Bourne’s cheeky pastoral-supernatural pastiche has a strong whiff of the music hall, a reminder that British ballet was, at one time, chiefly seen on the variety stage and was enjoyed as general entertainment, just as Bourne’s Swan Lake is. I first saw it on London’s West End shortly after its Sadler’s Wells premiere in the presence of an audience thrilled to its core. It was said to be the first ballet produced commercially since Diaghilev’s financially disastrous season of The Sleeping Princess – his title for The Sleeping Beauty – in 1921-22. Diaghilev had to flee England to escape his creditors; Bourne was more successful, enjoying West End revivals, Broadway and Tony awards. (Bourne, by the way, doesn’t categorise his Swan Lake as ballet, and he’s right. It’s more accurately described as dance-drama.)

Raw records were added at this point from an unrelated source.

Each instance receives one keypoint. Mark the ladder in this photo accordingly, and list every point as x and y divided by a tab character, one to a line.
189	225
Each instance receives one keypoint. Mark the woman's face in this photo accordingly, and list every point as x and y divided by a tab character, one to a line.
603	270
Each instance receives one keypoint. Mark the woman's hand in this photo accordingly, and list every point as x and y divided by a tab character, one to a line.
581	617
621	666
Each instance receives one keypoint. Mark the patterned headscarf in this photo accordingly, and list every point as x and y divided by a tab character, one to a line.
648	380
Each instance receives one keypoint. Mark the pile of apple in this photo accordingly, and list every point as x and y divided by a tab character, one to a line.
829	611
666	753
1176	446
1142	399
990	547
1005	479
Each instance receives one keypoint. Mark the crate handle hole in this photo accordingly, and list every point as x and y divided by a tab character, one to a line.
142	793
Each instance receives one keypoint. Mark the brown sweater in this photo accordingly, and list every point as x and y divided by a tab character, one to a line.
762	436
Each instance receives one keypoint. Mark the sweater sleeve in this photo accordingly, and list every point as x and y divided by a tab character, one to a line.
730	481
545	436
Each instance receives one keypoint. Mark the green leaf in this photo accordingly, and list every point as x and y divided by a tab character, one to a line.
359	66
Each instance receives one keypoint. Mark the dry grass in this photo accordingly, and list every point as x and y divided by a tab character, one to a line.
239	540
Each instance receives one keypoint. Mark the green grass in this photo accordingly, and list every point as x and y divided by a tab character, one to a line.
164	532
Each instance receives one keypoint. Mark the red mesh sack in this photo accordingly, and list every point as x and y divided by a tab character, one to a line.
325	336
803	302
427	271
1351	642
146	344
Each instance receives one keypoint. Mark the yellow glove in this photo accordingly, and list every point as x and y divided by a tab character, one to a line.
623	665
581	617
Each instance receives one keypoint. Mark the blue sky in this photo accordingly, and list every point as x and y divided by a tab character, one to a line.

It is testament to the robustness of Bourne’s vision that it survives circumstances that are far from ideal. Melbourne’s vast Regent Theatre dilutes the claustrophobic, nightmarish qualities of the piece (in Sydney Swan Lake will be seen at the smaller Theatre Royal) and time and again the recorded Tchaikovsky score commits assault and battery. Music played live corrals the individual energies of the players into an ultra-sensitive body whose exertions are palpable and affect the responses of dancers and audience members alike. It’s a big loss.
It’s not that the recording is bad (although in some sections speedy to the point of being cartoon-like), but in this venue where there should be intensity or nuance there is merely volume.
The Melbourne opening was also marred by the loss of Swan Lake’s final image, the apotheosis of Swan and Prince. There was a technical glitch, presumably as a result of sets having arrived late from Singapore and the preview having to be cancelled. Such are the trials and perils of touring.
Matthew Bourne’s Swan Lake may not have been perfect on that night but the show went on. I was very happy to have been there.
Ends October 26. Sydney from October 28.
A version of this review appeared in The Australian on October 20.